Lomé, 1er mai (ATOP) – Les travailleurs de la Coordination des centrales syndicales du Togo (CCST) et de la Synergie des travailleurs du Togo (STT) ont exprimé des faits et des réalités douloureux dans les ménages et dans les cœurs, le vendredi 1er mai, lors de la journée internationale de lutte des travailleurs à l’issue du défilé à Lomé.
Le défilé a rassemblé plusieurs travailleurs, notamment ceux de la Zone franche, de la Loterie nationale togolaise (LONATO), des coiffeuses et des revendeuses de fruits. Au son des trompettes, les travailleurs ont sillonné les artères des rues de Lomé à partir de la Bourse du travail et ont achevé leur marche sur l’esplanade du Palais des congrès.

La cérémonie officielle de commémoration a connu la présence de plusieurs personnalités, entre autres, le secrétaire général du gouvernement, Stanislas Bamouni Baba, le ministre de l’Aménagement du territoire, de l’Urbanisme et de l’Habitat, Kodjo Sévon-Tépé Adedze, la ministre des Solidarités, du Genre, de la Famille et de la Protection de l’Enfance, Mme Martine Moni Sankaredja.

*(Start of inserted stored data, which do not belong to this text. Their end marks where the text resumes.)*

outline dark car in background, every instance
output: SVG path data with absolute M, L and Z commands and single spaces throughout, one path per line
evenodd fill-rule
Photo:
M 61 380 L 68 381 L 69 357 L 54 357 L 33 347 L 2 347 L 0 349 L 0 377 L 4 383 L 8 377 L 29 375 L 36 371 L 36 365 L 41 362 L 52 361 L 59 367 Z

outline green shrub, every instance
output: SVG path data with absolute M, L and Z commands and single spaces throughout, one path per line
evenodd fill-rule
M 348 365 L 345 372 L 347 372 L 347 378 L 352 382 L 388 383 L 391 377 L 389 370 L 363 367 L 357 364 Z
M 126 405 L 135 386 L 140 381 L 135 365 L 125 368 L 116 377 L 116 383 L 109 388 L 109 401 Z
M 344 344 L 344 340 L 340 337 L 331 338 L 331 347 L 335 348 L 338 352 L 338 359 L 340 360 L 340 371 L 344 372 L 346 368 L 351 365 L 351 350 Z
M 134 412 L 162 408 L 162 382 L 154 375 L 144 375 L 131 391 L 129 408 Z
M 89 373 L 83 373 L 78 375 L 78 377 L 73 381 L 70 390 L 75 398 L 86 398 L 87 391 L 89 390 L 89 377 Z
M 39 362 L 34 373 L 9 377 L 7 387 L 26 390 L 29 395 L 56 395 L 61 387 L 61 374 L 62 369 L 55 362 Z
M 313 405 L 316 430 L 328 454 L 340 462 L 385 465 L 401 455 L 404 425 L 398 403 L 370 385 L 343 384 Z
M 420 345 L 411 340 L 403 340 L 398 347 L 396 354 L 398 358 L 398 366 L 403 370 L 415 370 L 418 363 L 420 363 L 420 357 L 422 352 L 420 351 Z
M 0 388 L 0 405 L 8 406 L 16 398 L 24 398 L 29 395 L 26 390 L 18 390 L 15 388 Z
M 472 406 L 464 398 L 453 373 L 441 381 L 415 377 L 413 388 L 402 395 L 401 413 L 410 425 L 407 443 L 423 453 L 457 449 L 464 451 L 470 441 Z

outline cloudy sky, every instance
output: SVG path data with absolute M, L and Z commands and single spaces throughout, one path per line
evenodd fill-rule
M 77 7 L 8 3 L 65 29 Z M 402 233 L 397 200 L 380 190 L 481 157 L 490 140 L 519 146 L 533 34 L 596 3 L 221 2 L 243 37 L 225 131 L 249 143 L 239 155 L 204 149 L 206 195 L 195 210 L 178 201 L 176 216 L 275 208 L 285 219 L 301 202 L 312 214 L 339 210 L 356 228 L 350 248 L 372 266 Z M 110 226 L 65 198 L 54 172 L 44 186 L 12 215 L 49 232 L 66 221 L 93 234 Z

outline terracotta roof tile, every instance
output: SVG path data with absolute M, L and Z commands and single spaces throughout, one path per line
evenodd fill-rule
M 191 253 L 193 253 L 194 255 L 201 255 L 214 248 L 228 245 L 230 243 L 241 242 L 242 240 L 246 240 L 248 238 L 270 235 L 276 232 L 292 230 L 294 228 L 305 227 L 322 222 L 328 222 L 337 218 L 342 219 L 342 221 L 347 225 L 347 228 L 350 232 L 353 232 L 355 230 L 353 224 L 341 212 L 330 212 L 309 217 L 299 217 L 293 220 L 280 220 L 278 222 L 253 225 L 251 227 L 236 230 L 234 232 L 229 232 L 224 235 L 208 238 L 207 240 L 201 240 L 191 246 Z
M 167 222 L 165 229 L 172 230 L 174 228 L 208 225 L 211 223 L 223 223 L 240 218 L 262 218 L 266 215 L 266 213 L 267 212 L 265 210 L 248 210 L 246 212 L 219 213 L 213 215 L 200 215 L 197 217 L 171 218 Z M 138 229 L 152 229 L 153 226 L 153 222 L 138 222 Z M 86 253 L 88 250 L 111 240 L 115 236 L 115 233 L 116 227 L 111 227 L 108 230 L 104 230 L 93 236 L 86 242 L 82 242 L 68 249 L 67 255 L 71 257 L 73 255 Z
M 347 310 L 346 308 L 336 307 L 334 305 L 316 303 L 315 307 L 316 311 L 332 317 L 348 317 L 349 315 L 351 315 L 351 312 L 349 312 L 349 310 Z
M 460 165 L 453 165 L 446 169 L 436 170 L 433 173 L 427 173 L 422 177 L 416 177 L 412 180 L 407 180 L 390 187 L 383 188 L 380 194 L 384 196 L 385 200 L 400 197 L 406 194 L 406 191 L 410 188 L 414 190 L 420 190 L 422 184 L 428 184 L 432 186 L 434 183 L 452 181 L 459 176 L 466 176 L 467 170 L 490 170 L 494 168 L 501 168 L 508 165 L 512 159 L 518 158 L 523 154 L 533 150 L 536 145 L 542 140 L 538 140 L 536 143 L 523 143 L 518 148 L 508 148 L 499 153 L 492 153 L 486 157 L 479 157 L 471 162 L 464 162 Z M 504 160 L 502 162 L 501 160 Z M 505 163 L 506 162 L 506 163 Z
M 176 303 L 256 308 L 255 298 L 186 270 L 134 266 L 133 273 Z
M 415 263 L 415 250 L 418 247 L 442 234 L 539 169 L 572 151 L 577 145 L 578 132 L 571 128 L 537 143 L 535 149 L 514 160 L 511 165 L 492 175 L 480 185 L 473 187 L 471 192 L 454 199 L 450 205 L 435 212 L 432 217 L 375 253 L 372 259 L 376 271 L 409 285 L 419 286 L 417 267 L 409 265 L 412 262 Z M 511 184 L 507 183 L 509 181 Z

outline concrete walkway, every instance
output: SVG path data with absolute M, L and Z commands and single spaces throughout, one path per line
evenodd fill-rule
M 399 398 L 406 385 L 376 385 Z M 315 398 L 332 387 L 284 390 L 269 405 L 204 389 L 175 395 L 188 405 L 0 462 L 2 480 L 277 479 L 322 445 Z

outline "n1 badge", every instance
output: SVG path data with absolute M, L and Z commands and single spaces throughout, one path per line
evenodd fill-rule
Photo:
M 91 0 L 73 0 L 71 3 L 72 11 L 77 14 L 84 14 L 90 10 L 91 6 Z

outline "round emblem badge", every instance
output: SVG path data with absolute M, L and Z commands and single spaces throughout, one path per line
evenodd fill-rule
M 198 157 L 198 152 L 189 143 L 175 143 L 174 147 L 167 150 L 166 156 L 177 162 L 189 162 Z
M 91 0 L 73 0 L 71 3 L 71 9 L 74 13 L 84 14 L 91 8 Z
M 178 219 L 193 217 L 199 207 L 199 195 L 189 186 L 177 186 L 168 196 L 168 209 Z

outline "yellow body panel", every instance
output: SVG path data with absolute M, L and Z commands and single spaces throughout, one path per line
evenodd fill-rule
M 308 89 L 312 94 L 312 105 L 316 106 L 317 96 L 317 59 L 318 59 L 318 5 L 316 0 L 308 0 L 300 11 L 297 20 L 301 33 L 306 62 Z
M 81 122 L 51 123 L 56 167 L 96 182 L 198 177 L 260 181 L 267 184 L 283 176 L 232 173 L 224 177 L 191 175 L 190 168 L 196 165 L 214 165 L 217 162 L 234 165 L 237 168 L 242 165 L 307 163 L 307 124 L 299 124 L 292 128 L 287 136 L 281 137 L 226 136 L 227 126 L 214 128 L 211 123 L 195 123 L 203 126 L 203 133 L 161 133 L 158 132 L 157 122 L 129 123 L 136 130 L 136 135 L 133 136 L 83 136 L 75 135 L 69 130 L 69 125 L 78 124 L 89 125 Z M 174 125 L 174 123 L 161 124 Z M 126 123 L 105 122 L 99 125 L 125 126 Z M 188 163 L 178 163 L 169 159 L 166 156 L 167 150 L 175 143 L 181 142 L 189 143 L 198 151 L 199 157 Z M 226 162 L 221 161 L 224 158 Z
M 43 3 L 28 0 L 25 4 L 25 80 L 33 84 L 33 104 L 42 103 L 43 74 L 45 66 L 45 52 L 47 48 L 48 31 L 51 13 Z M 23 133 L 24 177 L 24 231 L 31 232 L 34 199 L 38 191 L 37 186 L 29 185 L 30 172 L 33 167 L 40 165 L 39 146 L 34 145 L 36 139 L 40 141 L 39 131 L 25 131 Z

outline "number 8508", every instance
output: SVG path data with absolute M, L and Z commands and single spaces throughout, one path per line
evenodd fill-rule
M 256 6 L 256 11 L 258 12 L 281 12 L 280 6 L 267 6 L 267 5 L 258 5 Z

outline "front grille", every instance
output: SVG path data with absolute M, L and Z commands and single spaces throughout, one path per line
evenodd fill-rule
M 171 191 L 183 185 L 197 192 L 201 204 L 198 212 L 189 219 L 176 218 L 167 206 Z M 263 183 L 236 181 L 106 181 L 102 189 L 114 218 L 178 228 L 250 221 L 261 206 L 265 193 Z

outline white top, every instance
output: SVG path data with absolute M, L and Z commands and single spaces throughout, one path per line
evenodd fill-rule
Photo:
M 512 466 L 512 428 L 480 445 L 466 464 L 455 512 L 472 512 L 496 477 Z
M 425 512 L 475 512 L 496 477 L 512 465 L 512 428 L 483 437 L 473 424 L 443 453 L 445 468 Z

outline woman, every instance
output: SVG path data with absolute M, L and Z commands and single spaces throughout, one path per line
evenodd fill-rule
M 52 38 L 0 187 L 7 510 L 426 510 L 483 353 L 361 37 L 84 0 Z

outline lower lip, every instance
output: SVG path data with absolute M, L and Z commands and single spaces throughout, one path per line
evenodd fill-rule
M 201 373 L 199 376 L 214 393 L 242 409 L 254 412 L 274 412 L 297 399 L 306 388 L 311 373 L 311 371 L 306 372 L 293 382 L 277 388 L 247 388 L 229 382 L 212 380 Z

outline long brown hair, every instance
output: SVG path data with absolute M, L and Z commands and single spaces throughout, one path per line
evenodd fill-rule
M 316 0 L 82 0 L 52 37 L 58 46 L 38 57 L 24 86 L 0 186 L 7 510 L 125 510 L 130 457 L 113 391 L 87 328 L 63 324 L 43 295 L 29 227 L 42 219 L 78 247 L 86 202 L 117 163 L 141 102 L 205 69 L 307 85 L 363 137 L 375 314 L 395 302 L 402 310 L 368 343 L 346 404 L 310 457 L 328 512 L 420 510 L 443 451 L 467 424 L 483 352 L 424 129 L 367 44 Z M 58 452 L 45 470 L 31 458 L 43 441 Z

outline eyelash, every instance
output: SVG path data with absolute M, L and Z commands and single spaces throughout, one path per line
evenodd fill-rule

Les doléances des travailleurs ont été présenté par M. Senouvo Vissikou, secrétaire général de l’Union nationale des syndicats indépendants du Togo (UNSIT). Il a indiqué que la présentation du cahier des doléances des travailleurs n’est ni une tradition, ni une simple formalité, mais plutôt une occasion d’exprimer des faits et des réalités douloureuses dans les ménages et dans les cœurs.
Plusieurs doléances ont été soumis au gouvernement et au patronat. Il s’agit de la mise en conformité de la législation nationale du Travail et son application, en matière de droits et libertés fondamentales, avec les normes internationales du travail, du rétablissement du dialogue social, et de la reconnaissance effective des syndicats comme des organisations d’utilité publique en leurs accordant le plein moyen de leurs rôles et de leurs actions. Il a aussi été demandé au gouvernement et au patronat d’accorder plus d’attention aux travailleurs de l’économie informelle, non ou mal couverts par la protection sociale. « Nous voulons avoir grand espoir que les doléances feront l’objet de réponses verbales, de suivi épistolaire et surtout de traitement concret » a indiqué M. Senouvo Vissikou.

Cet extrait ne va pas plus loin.